For a recent dinner, I made a small roast chicken (recipe will be posted later in the week) along with two vegetable side dishes: Brussels sprouts with balsamic and marcona almonds and a simple saute of greens with garlic. I didn’t want a starch like a potato or pasta as it would have been too prodigal when what I sought was simplicity: A meal that was satisfying but not ponderous.
These side dishes fit the bill nicely and scratched whatever congenital itch I’ve long felt to include–always–some type of complex carbohydrate during the dinner hour. I make a fair amount of pasta as loyal PF readers will attest. This will continue, certainly. But, Bob? I understand. There are times when “I don’t want all that pasta,” either.
Brussels Sprouts with Balsamic and Marcona Almonds
Adapted from 101 Cookbooks
24 small brussels sprouts
1 tablespoon extra-virgin olive oil, plus more for rubbing
fine-grain sea salt and freshly ground pepper
1/4 cup of balsamic vinegar
1/2 cup of roughly-chopped marcona almonds (3-4 pulses in a food processor)
1. Wash the brussels sprouts well. Trim the stem ends and remove any raggy outer leaves. Cut in half from stem to top and gently rub each half with olive oil, keeping it intact (Or if you are lazy just toss them in a bowl with a glug of olive oil).
2. Heat 1 tablespoon of olive oil in your largest skillet over medium heat. Don’t overheat the skillet or the outsides of the brussels sprouts will cook too quickly.
3. Place the brussels sprouts in the pan flat side down (single-layer), sprinkle with a couple pinches of salt, cover, and cook for roughly 5 minutes; the bottoms of the sprouts should only show a hint of browning. Cut into or taste one of the sprouts to gauge whether they’re tender throughout. if not, cover and cook for a few more minutes.

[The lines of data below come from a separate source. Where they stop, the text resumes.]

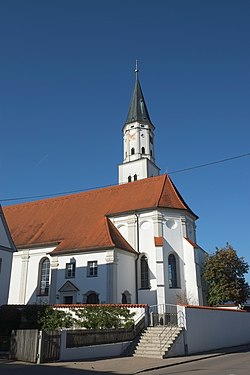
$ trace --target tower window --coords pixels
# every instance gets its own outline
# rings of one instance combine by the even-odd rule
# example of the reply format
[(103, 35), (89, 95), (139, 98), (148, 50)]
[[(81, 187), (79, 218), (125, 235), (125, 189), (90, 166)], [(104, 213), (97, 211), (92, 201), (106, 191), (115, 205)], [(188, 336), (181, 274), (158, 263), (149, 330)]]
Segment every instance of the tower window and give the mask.
[(150, 141), (150, 143), (153, 143), (153, 137), (151, 137), (151, 135), (149, 137), (149, 141)]
[(145, 147), (142, 147), (142, 148), (141, 148), (141, 153), (142, 153), (142, 155), (145, 154)]
[(131, 155), (134, 155), (135, 154), (135, 149), (134, 147), (131, 148)]
[(131, 176), (128, 176), (128, 182), (131, 182), (131, 181), (132, 181)]
[(153, 156), (153, 151), (152, 150), (150, 150), (150, 156)]
[(137, 174), (134, 174), (134, 181), (137, 181)]

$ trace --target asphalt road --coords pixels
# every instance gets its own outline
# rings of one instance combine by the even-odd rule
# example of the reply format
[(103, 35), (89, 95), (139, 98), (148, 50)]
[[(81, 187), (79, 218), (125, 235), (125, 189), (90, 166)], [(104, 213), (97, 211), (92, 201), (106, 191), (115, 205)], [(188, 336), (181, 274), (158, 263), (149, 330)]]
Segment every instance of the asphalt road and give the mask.
[[(142, 373), (141, 373), (142, 374)], [(225, 354), (158, 370), (147, 375), (250, 375), (250, 352)]]
[[(119, 366), (117, 366), (117, 361)], [(128, 357), (126, 362), (130, 363), (130, 361)], [(133, 366), (128, 365), (128, 363), (127, 369), (129, 368), (131, 371), (126, 371), (123, 367), (124, 362), (119, 361), (119, 359), (116, 359), (115, 363), (116, 367), (107, 371), (107, 367), (105, 368), (105, 366), (101, 364), (99, 364), (97, 370), (94, 362), (92, 367), (86, 367), (86, 363), (84, 362), (36, 365), (1, 360), (0, 375), (129, 375), (133, 373), (137, 375), (250, 375), (250, 350), (248, 348), (245, 352), (240, 351), (224, 354), (145, 372), (138, 372), (138, 368), (137, 371), (133, 371)]]

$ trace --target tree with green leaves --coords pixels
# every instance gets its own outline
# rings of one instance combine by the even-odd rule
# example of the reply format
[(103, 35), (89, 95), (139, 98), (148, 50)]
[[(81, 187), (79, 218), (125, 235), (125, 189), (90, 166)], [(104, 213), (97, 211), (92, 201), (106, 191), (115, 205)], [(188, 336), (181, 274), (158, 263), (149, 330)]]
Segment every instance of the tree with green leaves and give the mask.
[(129, 309), (117, 306), (86, 306), (75, 309), (77, 325), (87, 329), (129, 328), (134, 324)]
[(47, 306), (38, 314), (38, 324), (42, 330), (71, 328), (74, 321), (70, 312), (57, 310), (52, 306)]
[(238, 257), (228, 243), (226, 247), (217, 248), (214, 254), (208, 255), (204, 277), (208, 284), (209, 305), (244, 303), (250, 292), (244, 276), (248, 269), (244, 258)]

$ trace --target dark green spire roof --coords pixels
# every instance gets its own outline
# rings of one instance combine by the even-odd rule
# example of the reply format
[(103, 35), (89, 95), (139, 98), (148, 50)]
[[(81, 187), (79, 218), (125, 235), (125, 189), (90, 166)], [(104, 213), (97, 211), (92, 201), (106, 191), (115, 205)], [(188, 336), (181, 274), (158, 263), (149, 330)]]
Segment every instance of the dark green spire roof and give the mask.
[(148, 114), (146, 103), (143, 97), (141, 85), (138, 79), (137, 69), (136, 69), (135, 88), (134, 88), (134, 92), (131, 98), (128, 116), (127, 116), (125, 124), (129, 124), (135, 121), (152, 124), (149, 114)]

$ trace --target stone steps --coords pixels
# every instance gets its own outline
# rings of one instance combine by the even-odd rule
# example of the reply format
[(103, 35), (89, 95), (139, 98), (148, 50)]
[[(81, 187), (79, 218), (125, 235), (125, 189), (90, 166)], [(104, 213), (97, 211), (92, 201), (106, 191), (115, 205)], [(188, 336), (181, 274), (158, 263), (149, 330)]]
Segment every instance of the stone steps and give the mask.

4. Once just tender, uncover, turn up the heat, and cook until the flat sides are deep brown and caramelized. Use metal spatula to toss them once or twice to get some browning on the rounded side. Add balsamic vinegar. Season with more salt and a few grinds of pepper. Toss the sprouts again, add the chopped almonds and give one final stir. Transfer sprouts to a warm platter and serve.
Greens and Garlic
2 pounds of mixed greens roughly-cut (kale, swiss chard leaves, escarole)

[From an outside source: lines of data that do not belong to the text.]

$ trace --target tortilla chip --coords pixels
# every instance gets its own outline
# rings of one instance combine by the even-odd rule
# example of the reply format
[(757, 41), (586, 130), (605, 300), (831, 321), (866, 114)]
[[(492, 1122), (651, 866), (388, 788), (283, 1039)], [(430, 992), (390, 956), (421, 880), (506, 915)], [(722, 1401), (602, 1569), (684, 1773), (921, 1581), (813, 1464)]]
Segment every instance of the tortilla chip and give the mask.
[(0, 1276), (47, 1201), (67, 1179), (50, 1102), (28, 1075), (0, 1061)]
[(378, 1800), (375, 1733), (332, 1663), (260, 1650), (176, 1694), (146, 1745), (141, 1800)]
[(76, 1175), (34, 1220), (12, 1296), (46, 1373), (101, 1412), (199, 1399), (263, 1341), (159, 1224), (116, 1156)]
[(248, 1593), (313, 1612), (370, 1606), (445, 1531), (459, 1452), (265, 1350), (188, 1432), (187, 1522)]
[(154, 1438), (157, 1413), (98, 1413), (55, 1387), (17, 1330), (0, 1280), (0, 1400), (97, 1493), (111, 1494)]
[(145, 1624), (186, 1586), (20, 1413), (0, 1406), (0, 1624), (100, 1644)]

4 large garlic cloves, thinly-sliced
1-2 tablespoons of olive oil
Salt and Pepper
1. Wash greens thoroughly and dry. Roughly chop and set aside.
2. Heat oil in a large pan (Greens always take a minute to cook down and an average skillet, at first, will be too much to accommodate such mass. Use a dutch oven or large stock pot) on medium heat.
3. When oil is warm, add the garlic and stir for a minute or two until it becomes soft. Be careful not to burn the garlic.
4. Add greens. Season with salt and pepper and stir frequently until they wilt and become bright green.
5. Remove from heat and serve in a bowl.